More string content can be found at:R Language String Introduction.

Matrix

R language provides matrix types for the study of linear algebra, this data structure is very similar to two-dimensional arrays in other languages, but R provides language-level matrix operation support.

First let's see the generation of the matrix:

> vector=c(1, 2, 3, 4, 5, 6)
> matrix(vector, 2, 3)
     [1],2],3]
[1,]    1    3    5
[2,]    2    4    6

The initialization content of a matrix is passed by a vector, which also expresses how many rows and columns the matrix has.

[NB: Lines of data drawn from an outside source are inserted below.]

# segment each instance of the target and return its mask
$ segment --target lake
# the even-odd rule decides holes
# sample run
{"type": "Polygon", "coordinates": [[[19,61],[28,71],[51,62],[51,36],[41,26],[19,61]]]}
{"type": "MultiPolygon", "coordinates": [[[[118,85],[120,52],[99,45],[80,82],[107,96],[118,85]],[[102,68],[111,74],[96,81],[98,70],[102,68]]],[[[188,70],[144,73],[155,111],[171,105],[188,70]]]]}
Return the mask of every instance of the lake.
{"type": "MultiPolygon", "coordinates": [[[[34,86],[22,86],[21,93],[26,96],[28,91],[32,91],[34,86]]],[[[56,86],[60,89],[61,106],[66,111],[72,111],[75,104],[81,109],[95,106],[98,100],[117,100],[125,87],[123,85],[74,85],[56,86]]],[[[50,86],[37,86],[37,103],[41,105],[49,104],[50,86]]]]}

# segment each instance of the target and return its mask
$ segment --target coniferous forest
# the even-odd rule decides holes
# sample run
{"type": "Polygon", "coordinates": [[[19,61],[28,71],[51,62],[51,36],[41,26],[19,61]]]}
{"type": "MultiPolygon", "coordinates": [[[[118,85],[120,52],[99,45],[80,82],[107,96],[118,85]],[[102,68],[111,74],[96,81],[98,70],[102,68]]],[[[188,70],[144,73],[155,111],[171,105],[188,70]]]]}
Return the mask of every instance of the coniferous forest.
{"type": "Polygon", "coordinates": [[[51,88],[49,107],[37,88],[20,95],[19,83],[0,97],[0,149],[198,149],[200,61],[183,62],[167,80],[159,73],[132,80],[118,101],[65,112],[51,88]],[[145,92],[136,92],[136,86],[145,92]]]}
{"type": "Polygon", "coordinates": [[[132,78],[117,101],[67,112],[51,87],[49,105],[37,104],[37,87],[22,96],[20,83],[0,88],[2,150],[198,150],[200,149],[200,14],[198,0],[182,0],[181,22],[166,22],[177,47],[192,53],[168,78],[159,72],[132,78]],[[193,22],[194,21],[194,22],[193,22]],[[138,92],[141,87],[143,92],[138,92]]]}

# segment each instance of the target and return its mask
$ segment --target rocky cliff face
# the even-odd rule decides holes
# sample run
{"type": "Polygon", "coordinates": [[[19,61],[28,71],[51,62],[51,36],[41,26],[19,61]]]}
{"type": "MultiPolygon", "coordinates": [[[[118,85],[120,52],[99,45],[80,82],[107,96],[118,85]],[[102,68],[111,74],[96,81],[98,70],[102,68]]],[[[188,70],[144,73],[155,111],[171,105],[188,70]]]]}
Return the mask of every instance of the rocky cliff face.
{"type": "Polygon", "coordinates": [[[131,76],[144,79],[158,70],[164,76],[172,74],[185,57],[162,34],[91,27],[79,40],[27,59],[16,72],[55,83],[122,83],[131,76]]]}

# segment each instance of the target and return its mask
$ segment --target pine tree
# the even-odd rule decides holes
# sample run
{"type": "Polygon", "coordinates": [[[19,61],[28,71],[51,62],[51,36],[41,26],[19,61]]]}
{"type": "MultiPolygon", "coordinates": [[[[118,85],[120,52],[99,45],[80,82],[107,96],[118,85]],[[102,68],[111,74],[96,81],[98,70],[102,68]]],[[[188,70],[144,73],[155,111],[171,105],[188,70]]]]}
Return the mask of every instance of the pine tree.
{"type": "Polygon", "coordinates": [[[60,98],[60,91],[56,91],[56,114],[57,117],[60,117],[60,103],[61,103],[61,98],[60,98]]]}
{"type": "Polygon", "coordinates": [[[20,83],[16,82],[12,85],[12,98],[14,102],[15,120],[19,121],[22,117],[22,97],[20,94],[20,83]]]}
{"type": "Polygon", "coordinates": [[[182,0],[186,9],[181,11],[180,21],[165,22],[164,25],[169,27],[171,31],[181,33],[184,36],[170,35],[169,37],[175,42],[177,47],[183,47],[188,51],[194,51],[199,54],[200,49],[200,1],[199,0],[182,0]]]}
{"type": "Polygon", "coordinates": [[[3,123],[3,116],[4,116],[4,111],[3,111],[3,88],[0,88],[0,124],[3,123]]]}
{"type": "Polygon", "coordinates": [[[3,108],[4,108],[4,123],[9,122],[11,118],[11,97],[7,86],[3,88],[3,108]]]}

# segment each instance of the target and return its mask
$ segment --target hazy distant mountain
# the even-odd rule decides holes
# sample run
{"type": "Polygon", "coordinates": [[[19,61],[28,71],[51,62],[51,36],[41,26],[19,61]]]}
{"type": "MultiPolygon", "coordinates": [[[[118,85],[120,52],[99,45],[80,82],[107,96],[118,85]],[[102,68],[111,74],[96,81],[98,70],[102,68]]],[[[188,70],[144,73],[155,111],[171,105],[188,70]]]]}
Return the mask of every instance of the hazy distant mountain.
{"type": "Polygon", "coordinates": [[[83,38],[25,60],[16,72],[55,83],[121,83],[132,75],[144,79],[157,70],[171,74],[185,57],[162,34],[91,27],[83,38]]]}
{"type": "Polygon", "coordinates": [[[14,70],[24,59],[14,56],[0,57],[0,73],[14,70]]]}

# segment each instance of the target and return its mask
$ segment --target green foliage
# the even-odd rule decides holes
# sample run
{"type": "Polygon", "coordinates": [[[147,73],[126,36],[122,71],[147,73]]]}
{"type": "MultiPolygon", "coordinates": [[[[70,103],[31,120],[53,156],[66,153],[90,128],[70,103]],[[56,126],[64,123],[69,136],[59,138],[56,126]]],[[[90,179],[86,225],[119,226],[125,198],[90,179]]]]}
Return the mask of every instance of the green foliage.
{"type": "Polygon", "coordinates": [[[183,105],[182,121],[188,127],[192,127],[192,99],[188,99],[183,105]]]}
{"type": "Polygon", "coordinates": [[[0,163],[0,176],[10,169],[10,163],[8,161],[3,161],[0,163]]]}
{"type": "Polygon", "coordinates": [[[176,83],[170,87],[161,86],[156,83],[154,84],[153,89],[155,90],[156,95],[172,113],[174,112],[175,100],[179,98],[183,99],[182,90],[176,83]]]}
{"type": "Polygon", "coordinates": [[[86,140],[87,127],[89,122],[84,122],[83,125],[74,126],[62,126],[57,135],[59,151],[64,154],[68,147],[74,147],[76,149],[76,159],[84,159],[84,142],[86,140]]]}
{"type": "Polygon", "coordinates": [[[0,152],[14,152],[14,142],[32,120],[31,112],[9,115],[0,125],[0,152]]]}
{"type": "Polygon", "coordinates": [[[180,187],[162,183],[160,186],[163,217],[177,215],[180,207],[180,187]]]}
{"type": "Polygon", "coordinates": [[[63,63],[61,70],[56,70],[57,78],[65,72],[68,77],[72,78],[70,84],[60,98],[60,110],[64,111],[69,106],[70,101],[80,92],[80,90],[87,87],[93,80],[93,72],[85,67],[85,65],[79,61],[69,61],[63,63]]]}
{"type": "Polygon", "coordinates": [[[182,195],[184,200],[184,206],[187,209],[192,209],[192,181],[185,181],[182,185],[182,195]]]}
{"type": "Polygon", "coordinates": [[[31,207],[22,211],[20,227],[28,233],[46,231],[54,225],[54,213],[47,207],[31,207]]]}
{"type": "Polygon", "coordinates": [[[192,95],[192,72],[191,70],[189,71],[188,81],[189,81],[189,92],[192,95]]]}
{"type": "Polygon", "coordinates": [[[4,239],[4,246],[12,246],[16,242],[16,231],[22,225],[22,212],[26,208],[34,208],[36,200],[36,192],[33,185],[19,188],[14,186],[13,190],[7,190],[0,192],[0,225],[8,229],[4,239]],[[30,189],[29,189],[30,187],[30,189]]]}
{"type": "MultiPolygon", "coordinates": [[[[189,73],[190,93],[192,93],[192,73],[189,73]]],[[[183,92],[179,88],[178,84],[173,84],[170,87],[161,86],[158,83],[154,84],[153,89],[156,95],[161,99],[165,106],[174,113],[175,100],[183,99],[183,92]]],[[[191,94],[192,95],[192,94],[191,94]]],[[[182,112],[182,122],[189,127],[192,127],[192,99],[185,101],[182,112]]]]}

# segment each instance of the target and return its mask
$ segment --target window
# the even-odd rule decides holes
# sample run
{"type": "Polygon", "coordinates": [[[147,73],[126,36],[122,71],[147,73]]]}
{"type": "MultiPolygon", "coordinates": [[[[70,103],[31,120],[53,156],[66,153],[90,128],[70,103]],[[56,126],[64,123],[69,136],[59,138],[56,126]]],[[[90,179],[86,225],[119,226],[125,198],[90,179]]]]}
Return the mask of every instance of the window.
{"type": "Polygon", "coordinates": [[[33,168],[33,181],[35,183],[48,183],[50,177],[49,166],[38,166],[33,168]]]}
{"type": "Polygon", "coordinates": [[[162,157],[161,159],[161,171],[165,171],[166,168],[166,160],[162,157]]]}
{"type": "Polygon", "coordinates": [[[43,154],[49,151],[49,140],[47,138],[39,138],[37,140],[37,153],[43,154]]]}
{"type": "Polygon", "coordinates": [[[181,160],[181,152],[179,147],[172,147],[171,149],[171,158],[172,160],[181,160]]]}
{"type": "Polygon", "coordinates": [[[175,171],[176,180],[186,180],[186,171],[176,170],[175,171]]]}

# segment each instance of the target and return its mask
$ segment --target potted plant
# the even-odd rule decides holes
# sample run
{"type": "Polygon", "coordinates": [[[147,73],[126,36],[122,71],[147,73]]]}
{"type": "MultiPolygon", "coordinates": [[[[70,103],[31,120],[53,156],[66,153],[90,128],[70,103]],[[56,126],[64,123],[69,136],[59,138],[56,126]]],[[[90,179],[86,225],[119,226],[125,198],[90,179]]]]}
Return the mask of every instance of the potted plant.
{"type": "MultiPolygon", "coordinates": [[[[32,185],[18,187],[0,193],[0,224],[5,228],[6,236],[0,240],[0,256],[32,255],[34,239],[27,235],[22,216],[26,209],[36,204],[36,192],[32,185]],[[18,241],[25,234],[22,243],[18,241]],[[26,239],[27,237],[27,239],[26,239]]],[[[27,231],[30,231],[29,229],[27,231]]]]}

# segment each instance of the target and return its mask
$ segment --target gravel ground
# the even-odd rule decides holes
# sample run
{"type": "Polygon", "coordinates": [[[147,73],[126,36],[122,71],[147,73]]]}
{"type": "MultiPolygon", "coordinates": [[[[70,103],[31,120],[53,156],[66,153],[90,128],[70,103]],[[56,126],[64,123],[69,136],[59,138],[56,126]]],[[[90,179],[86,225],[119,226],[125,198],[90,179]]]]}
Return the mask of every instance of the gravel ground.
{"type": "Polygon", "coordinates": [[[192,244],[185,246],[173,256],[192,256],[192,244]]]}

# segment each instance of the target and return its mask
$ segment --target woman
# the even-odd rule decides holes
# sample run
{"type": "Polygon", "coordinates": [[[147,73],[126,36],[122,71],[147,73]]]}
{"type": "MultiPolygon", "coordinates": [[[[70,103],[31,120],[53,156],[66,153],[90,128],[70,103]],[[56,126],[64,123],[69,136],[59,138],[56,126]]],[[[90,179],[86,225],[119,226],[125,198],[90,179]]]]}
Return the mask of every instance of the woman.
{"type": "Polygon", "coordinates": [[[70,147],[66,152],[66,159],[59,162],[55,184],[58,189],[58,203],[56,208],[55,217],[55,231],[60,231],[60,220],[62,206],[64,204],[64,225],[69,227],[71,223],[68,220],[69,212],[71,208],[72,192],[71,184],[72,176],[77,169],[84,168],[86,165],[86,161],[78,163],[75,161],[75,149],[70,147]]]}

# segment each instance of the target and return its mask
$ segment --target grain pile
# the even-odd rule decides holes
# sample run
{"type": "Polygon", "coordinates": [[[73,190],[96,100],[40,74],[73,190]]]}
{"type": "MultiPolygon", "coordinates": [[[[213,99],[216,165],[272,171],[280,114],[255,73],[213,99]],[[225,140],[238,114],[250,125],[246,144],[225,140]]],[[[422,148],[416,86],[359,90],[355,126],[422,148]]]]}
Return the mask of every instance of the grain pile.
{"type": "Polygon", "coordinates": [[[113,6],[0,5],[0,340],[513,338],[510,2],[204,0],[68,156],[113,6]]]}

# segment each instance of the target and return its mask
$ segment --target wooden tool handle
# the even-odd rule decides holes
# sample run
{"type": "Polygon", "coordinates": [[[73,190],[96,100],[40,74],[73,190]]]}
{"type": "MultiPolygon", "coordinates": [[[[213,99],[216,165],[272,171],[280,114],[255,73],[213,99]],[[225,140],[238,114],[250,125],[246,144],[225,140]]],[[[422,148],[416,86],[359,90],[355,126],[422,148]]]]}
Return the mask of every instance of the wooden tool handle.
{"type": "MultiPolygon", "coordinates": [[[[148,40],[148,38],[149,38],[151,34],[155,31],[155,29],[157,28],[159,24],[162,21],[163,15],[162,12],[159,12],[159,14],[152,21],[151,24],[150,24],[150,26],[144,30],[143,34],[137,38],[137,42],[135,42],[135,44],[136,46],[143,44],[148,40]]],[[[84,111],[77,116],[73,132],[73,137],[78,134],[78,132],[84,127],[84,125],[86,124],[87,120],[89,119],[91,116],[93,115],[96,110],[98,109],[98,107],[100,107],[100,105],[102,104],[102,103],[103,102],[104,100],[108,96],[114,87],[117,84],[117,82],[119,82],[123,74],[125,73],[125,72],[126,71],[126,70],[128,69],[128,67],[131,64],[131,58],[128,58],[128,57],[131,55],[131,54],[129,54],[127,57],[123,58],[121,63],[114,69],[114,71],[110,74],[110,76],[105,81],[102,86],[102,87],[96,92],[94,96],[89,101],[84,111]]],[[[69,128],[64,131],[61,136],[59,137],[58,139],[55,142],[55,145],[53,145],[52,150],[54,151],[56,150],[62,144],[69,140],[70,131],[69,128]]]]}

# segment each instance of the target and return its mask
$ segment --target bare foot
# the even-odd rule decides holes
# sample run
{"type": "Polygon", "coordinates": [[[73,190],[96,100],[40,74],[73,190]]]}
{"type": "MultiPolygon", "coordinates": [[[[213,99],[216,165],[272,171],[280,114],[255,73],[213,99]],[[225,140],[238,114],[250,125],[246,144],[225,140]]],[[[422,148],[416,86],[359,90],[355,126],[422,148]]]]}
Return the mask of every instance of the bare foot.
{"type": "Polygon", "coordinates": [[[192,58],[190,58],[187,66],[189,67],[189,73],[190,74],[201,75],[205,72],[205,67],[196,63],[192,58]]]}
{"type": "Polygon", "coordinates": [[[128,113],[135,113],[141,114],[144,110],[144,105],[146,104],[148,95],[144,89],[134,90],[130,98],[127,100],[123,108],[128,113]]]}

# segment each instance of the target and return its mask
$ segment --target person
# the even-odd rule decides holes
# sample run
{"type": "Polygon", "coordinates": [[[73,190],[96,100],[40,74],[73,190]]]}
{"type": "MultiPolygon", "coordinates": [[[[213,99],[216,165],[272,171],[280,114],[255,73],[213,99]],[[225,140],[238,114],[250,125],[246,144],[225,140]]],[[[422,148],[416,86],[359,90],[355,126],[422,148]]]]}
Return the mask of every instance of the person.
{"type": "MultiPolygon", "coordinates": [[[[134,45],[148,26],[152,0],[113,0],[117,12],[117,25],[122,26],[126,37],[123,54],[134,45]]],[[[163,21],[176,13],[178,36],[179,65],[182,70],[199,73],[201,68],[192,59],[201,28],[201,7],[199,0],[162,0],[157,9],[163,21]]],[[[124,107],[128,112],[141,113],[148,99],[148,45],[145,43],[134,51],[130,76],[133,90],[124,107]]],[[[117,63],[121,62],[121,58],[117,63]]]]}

Values in a vector will be filled into the matrix column by column. If you want to fill it by row, you need to specify the byrow attribute:

> matrix(vector, 2, 3, byrow=TRUE)
     [1],2],3]
[1,]    1    2    3
[2,]    4    5    6

Each value in a matrix can be accessed directly:

> m1 = matrix(vector, 2, 3, byrow=TRUE)
> m1[1,1] # # 1 Row # 1 Column 
[1] 1
> m1[1,3] # # 1 Row # 3 Column
[1] 3

Each column and row of a matrix in R can be named, and this process is completed through a batch of string vectors:

> colnames(m1) = c("x", "y", "z")
> rownames(m1) = c("a", "b")
> m1
  x y z
a 1 2 3
b 4 5 6
> m1["a", ]
x y z 
1 2 3

Matrix arithmetic operations are basically consistent with vector operations, and can be performed with scalars or corresponding positions of matrices of the same size.

Matrix multiplication operation:

> m1 = matrix(c(1, 2), 1, 2)
> m2 = matrix(c(3, 4), 2, 1)
> m1 %*% m2
     [1]
[1,]   11

Inverse matrix:

> A = matrix(c(1, 3, 2, 4), 2, 2)
> solve(A)
     [1],2]
[1,] -2.0  1.0
[2,]  1.5 -0.5

The apply() function can treat each row or column of a matrix as a vector for operations:

> A = matrix(c(1, 3, 2, 4), 2, 2))
     [1],2]
[1,]    1    2
[2,]    3    4
> apply(A, 1, sum)  # The second parameter is 1 Row operations, using the sum() function
[1] 3 7
> apply(A, 2, sum)  # The second parameter is 2 Column operations
[1] 4 6

More matrix content can be found at:R Matrices.